За все время она ни разу не сказала мужу простого «люблю», считая это избитой пошлостью, разбрасываемой направо и налево. А ведь ласковое слово было ему нужно, так, как ей сейчас… Если бы Кешка, ее Кешка, знал, как его Тамиле без него плохо! Как он дорог ей и позарез нужен, как и ее маленькие сынишки, хотя и не рожденные ею. Но эти муки и страдания, которые она испытывает сейчас, не менее тяжелы, чем физическая боль при родах… Та боль быстро исчезает навсегда, а боль в ее душе...
«Если отступлюсь и потеряю их, эта мука останется со мною навечно! Нет, этого допустить и сдаться, лишиться всего я не могу и не должна! – думала Тамила, чувствуя какой-то прилив сил. - К черту гордость, засунуть ее подальше, чтобы не мешала! Надо наступить на собственное «я», отринуть пресловутый эгоизм, и раскрыть перед моим родным Кешкой душу, не боясь, что этим унижу себя! Боже, какая чушь… Признаться в своих чувствах, в своей боли, разве это унижение? Но… Вдруг он мне не поверит, не поймет? Что тогда? Их всех лишиться – тогда не жить! Это пострашнее смерти!»
И, боясь потерять решимость, Тамила позвонила Кеше.
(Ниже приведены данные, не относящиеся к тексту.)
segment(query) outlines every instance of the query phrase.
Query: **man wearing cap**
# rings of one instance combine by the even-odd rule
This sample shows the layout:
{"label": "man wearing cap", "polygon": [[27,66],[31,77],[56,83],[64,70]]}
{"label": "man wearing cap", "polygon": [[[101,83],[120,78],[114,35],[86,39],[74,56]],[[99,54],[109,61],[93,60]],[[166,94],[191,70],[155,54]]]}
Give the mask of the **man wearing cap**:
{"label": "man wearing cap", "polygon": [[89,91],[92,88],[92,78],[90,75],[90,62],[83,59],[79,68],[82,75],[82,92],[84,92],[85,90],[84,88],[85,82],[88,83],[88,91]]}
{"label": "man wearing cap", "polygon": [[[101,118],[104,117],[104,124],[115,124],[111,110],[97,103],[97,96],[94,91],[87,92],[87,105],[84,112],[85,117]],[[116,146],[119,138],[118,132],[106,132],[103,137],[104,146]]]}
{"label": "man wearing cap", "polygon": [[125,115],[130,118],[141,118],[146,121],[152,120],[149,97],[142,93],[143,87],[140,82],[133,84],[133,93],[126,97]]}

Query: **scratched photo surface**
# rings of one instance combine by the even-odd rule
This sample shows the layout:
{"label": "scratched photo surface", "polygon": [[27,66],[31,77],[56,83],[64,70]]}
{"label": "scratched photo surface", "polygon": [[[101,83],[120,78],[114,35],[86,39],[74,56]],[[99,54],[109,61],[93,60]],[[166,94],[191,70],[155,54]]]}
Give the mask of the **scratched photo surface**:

В трубке послышалось бесстрастное: «Абонент не отвечает…»
Она перевела дух, сосчитала до тридцати. Как показалось, немного успокоилась. Подумалось – ведь считается, что настоящая любовь жертвенна… Так неужели она, любя Кешу и своих мальчишек, должна ими пожертвовать, то есть всем своим счастьем? Но испокон века известно, что за любовь и счастье следует бороться. Так почему она должна отдать их без борьбы? «Нет, я не альтруист и третьим лишним быть не желаю!» - это Тамила неожиданно произнесла в голос.
За окном дождь вдруг перестал шуметь. Она встала, зажгла торшер, взглянула на часы. Без десяти минут полночь, час поздний. Но Тамила, опять взяв мобильник, решительно позвонила мужу.